Who is there who comes close to what he was about? Hicks poses a problem because such was the force of his personality he at once demands emulation while being impossible to imitate. Who wants to watch Hicks-lite? He makes a

lot comedians today look insubstantial and far too craven to the corporate dollar. The best of those who walk in his footsteps now do so with their own distinctive swagger. In America, I think Doug Stanhope – cut from similar misanthropic cloth while also urging the virtues of hard-headed humanity - leads the pack. In the UK, American abroad Reginald D Hunter has acquired a rare moral authority from being a free-thinking, go-it-alone spirit, tackling taboos round race and sex.


 


Frankie Boyle might have the same sit-up-and-listen contempt and fearlessness but it’s too often at the service of empty cynicism. Russell Brand has been inspired by Hicks and at his fulminating best – his recent riff on McDonald’s vapid “I’m Loving It” slogan a case in point – achieves the catalytic ignition that Hicks so often managed, like potassium hitting

water. When Brand talks about higher planes of consciousness, there are clear points of comparison too. But who else except Hicks seems to have been born with such a powerful sense of mission to become the straight-talking, dumb hicks-baiting conscience of his people?


 


He said and I quote: “On December 16th, 1961 the world turned upside down and inside out, and I was born screaming at America.

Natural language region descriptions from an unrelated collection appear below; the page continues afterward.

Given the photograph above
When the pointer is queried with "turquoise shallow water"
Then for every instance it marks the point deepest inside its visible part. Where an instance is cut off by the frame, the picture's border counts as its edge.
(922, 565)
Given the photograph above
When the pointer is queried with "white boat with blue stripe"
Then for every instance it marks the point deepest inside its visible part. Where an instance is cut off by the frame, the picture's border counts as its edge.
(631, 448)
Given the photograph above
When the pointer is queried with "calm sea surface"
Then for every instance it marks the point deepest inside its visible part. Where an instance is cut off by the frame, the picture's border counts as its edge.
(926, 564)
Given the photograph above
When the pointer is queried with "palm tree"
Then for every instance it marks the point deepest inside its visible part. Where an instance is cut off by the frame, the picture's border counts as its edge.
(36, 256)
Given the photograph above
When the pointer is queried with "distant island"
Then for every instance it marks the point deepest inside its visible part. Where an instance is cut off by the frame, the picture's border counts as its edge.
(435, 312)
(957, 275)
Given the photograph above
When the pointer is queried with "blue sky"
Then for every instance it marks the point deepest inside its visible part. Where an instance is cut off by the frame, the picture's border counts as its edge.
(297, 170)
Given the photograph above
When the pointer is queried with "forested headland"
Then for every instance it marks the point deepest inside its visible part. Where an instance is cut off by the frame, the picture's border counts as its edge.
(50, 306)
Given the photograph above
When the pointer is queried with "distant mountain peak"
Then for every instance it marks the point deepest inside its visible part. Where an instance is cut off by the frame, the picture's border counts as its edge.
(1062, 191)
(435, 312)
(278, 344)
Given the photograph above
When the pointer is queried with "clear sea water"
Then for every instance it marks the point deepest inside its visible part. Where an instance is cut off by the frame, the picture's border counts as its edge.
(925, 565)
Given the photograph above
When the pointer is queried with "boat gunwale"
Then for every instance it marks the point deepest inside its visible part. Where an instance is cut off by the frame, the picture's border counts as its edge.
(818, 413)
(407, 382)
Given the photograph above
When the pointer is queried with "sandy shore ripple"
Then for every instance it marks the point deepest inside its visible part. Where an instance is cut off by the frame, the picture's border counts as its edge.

It was the tail end of the American Dream. Just before we lost our innocence irrevocably when the TV

eye brought the horror of our lives into our homes for all to see. I was told when I grew up I could be anything I wanted a fireman, a policeman, a doctor, even president it seemed, and for the first time in the history of mankind something new called an astronaut. But like many kids growing up on a steady diet of westerns I always wanted to be the cowboy hero that lone voice in the wilderness fighting corruption and evil wherever I found it, and standing for freedom, truth, and justice. And in my heart of hearts I still track the remnants of that dream wherever I go in my never ending ride

into the setting sun.”


 


It’s tempting, surveying the gap his death left in modern stand-up comedy, to cry: send in the clones! Gather the comics together and force them to follow in the same fiery vein as best they can, even if it’s under artificial conditions. But we have to acknowledge his irreplaceability. Most of what he did is out there. Look at what he left, people. Study, learn, recite by heart if that suits. As the West heads deeper into the trash-can, we may well have further need of him.